O passeio a Marmelos permitia uma viagem a fins do século XIX e início do século XX, por meio de documentos valiosos, como um livro de ata e contabilidade dos primeiros acionistas da Companhia Mineira de Energia, fotografias antigas e rascunho da planta da usina. Longe dos olhos do público, estão equipamentos curiosos, entre uma máquina de escrever e de calcular, teodolito, manômetros, painel de controle de energia e uma réplica de um gerador fabricado pela Westinghouse. A história que encantava já começava a ser contada enquanto percorria-se a passarela que liga o clube ao museu. Por debaixo dela, de acordo com Milton de Melo, mantém-se a antiga tubulação.

Na época da outra reportagem, o espaço estava fechado há aproximadamente um ano, porque as péssimas condições colocavam os visitantes em risco. Na entrevista, o coordenador do Centro de Ciências afirmava que, embora o acervo estivesse em boas condições, a expectativa era de que, após as melhorias internas, houvesse uma segunda etapa dedicada à coleção. “O acervo não foi reformado porque encontrava-se em bom estado.

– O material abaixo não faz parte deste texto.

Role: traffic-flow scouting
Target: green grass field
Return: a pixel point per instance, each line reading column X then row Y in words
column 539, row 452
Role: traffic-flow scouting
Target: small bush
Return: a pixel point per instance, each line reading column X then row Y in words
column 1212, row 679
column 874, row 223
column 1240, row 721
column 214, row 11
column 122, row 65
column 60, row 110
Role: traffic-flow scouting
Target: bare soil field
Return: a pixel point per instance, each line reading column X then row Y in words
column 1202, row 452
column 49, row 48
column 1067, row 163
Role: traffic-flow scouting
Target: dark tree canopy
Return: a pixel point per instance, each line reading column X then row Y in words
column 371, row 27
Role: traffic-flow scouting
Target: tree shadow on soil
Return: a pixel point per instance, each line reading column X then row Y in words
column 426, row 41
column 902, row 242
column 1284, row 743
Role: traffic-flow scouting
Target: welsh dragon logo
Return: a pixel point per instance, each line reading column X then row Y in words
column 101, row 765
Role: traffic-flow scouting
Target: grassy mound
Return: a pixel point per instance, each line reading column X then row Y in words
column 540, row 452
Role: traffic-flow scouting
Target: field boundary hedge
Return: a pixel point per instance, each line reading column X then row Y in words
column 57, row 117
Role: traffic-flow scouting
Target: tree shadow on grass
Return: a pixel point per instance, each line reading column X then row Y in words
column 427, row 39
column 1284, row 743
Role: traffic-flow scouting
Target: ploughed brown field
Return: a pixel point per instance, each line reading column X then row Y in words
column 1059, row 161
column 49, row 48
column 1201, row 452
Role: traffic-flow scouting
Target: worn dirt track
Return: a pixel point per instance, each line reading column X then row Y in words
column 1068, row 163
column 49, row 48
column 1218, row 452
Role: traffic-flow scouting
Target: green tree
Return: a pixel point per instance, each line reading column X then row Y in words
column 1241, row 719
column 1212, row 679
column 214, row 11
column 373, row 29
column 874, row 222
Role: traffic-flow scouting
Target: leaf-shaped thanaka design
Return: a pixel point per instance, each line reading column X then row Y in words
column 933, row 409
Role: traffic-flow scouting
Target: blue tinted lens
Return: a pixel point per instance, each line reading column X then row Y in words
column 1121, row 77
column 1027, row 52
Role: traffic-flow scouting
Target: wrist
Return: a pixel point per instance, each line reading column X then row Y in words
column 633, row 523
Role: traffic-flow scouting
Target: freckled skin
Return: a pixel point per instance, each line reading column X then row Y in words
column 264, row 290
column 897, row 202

Este acervo é de responsabilidade da UFJF”, afirma a assessoria de comunicação da Cemig.

“Existem dois tipos de acervo, um histórico, que pertence ao museu, como a mesa do Bernardo Mascarenhas, e outra parte, mais interativa, que disponibilizávamos para tornar a visita diferenciada. Estamos em cartaz com uma exposição sobre eletricidade no Centro de Ciências que tínhamos o intuito de apresentar lá”, diz o professor Eloi.

Planos adormecidos

Coube a Bernardo Mascarenhas idealizar o empreendimento que abrigaria a primeira usina hidrelétrica da América do Sul, inaugurada em 1889. Em 1983, Marmelos foi reconhecida como patrimônio público municipal, e a construção em alvenaria de tijolos maciços aparentes, embasamento de pedra, telhas francesas e beirais ornamentados de inspiração inglesa, foi transformada em um espaço cultural e museu. “Antes de o convênio terminar, quando houve a reforma, estávamos com um plano de visitação pronto. O espaço do museu é pequeno, e o que a gente tinha proposto era tornar essa visita para além da parte histórica, trazendo alguns aspectos da tecnologia atual em relação à eletricidade”, conclui Eloi.